Identifying the Amazon EMR Cluster that Serves Your Pipeline - AWS Data Pipeline

Identifying the Amazon EMR Cluster that Serves Your Pipeline

If an EMRCluster or EMRActivity fails and the error information provided by the AWS Data Pipeline console is unclear, you can identify the Amazon EMR cluster that serves your pipeline using the Amazon EMR console. This helps you locate the logs that Amazon EMR provides to get more details about errors that occur.

To see more detailed Amazon EMR error information
  1. In the AWS Data Pipeline console, select the triangle next to the pipeline instance, to expand the instance details.

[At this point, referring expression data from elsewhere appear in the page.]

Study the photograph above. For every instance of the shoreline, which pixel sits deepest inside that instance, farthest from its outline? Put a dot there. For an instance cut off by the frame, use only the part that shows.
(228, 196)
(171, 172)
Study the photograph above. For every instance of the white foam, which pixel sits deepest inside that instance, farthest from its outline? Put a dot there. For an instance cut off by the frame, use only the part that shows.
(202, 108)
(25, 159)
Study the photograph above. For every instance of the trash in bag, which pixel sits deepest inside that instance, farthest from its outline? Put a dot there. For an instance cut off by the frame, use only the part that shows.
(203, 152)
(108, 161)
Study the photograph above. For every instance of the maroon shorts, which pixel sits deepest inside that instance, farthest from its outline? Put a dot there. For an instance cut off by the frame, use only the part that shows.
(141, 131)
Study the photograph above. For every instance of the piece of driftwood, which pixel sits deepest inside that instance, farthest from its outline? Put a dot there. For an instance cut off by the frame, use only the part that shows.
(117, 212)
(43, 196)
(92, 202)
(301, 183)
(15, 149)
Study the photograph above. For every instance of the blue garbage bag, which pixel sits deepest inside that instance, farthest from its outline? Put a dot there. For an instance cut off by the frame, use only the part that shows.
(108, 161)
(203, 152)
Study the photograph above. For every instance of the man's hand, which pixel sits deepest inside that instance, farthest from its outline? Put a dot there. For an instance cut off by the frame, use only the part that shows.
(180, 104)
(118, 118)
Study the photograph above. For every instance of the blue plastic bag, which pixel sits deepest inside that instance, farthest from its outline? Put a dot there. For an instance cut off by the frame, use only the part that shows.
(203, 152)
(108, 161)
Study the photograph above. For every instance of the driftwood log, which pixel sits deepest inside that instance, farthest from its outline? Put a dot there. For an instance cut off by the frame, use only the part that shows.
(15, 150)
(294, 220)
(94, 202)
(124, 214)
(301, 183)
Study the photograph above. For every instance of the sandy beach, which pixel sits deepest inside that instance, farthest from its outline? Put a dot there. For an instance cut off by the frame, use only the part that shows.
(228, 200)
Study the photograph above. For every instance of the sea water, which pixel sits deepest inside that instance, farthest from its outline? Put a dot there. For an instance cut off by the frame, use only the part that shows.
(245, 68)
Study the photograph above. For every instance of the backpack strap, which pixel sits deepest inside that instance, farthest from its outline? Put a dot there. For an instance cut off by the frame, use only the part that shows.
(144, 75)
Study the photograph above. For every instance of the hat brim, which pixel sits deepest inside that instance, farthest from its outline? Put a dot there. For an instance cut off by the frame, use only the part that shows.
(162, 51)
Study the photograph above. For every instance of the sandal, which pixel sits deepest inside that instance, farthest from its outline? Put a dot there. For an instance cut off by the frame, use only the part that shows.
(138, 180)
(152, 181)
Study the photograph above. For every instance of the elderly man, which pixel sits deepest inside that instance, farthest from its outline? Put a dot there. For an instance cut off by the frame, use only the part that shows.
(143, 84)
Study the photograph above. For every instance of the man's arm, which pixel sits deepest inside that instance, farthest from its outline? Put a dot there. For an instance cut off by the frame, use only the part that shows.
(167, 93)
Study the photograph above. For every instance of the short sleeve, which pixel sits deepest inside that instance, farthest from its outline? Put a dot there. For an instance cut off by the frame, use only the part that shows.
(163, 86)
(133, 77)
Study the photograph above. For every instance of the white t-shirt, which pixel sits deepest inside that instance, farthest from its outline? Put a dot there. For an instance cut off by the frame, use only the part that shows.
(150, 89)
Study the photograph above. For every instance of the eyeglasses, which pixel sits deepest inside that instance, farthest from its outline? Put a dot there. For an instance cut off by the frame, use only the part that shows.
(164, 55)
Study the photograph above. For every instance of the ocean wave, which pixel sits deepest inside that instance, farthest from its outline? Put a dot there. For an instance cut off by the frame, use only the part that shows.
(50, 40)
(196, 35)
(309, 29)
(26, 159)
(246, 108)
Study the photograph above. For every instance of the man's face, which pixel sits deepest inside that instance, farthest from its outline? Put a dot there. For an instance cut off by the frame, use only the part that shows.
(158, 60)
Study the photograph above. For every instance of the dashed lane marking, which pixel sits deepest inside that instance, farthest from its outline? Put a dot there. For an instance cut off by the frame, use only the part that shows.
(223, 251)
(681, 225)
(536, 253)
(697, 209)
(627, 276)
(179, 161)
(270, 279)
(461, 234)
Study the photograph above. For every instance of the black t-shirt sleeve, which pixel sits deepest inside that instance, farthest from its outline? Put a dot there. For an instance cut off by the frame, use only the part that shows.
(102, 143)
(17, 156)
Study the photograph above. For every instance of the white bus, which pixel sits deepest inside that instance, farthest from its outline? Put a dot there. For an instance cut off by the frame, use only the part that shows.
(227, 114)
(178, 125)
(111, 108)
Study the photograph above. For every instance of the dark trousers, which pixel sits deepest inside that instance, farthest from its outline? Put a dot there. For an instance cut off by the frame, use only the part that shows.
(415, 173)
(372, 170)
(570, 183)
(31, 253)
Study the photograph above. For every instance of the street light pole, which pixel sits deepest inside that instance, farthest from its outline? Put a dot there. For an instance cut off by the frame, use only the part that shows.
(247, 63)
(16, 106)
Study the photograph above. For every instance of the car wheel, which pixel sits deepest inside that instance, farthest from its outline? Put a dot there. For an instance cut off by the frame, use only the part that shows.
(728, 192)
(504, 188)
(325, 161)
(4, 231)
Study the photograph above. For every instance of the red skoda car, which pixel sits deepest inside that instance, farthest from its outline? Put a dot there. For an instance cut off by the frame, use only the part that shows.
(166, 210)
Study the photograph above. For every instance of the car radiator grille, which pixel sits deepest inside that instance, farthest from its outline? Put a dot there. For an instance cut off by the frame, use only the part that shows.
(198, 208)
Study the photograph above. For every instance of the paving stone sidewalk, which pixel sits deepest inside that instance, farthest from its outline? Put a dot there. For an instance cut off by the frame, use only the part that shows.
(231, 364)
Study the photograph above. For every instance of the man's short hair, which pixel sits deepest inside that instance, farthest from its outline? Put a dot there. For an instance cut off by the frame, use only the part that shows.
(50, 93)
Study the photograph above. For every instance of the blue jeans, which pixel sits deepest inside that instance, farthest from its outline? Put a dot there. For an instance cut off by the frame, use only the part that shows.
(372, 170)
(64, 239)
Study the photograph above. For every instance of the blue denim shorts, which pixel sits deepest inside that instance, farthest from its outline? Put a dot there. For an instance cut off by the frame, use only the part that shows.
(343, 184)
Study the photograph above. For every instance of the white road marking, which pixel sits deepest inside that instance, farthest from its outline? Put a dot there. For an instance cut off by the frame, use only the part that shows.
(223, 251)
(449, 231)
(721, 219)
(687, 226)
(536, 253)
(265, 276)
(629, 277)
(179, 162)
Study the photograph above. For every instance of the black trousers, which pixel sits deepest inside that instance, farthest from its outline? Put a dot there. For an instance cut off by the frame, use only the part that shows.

  2. Choose View execution details and select the triangle next to the component.

  3. In the Details column, choose More.... The information screen opens listing the details of the component. Locate and copy the instanceParent value from the screen, such as: @EmrActivityId_xiFDD_2017-09-30T21:40:13

  4. Navigate to the Amazon EMR console, search for a cluster with the matching instanceParent value in its name, and then choose Debug.

    Note

    For the Debug button to function, your pipeline definition must have set the EmrActivity enableDebugging option to true and the EmrLogUri option to a valid path.

  5. Now that you know which Amazon EMR cluster contains the error that causes your pipeline failure, follow the Troubleshooting Tips in the Amazon EMR Developer Guide.